1933 beschloss die NS-Führung einen Boykott jüdischer Geschäfte, der am 1. April beginnen sollte. Der Boykott müsse, hieß es im Aufruf der NSDAP, »bis in das kleinste Bauerndorf hineingetragen werden, um besonders auf dem flachen Lande die jüdischen Händler zu treffen«. Überall in Deutschland standen am Samstag, dem 1. April, SA-Posten vor Geschäften mit jüdischen Inhabern. Obwohl die Regimeführung immer wieder betonte, dass die Boykottaktion mit Ruhe und Disziplin vonstattengehen solle, brach die Gewalt an etlichen Orten auf.
In Berlin konzentrierte sich der Boykott auf die Innenstadt. »Beinahe alle Geschäfte zwischen dem Wittenberg-Platz und der Kaiser-Wilhelm-Gedächtniskirche, zu beiden Seiten der Tauentzienstraße, tragen große und kleine Boykott-Plakate«, schrieb der Berliner Börsen-Courier. SA-Trupps beschmierten die Schaufensterscheiben mit Davidsternen und antisemitischen Parolen.

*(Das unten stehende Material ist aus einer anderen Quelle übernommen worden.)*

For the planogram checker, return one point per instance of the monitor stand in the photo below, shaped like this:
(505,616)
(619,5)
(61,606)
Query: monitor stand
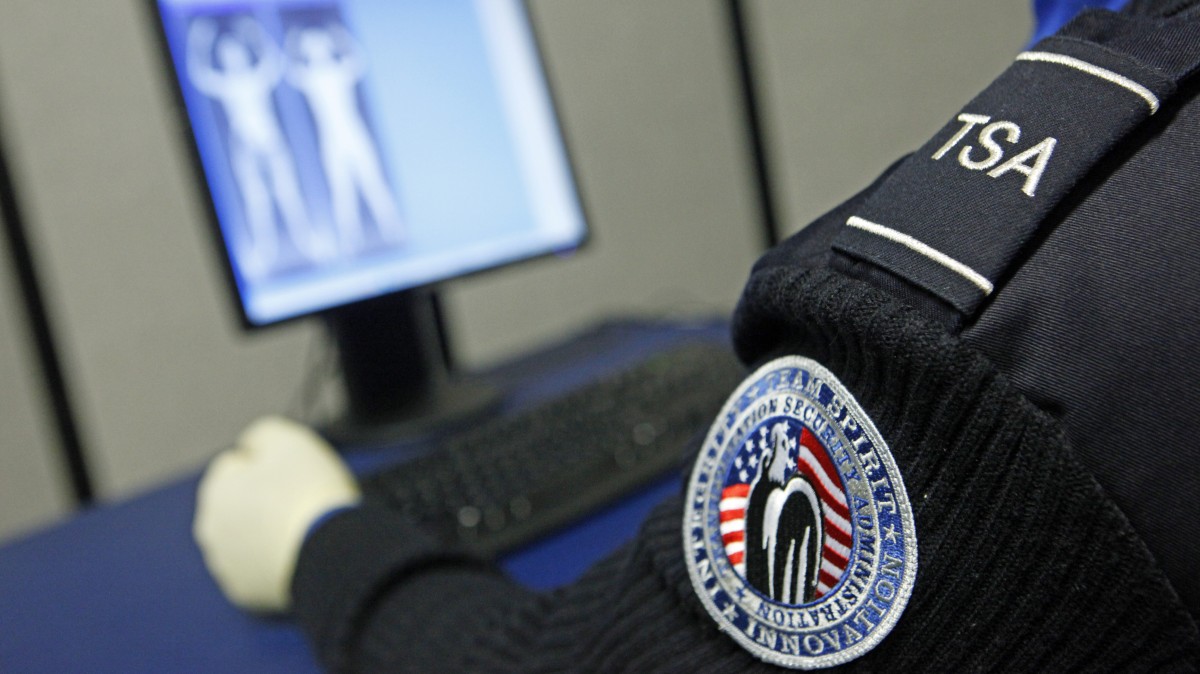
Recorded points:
(396,374)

Ein Amerikaner, berichtete die Times, der versucht hatte, das Kaufhaus Wertheim zu betreten, wurde von SA-Posten zurückgestoßen und als »verdammter Hundekopf« beschimpft. Nur fest entschlossene Kunden gelangten an diesem Tag in die Läden und Cafés Unter den Linden und am Kurfürstendamm. Um die boykottierten Geschäfte sammelten sich große Menschenmengen, die lebhaft miteinander diskutieren.
Gewissheit Keineswegs traf der Boykott auf einhellige Zustimmung. Außenpolitisch war er ein Fehlschlag, weil er den Eindruck von den Judenverfolgungen in Deutschland bestätigte. Und auch innenpolitisch erwies er sich als wenig erfolgreich, weil offenkundig zahlreiche Deutsche die Aktion missbilligten, zumal ja auch nichtjüdische Angestellte in Mitleidenschaft gezogen wurden.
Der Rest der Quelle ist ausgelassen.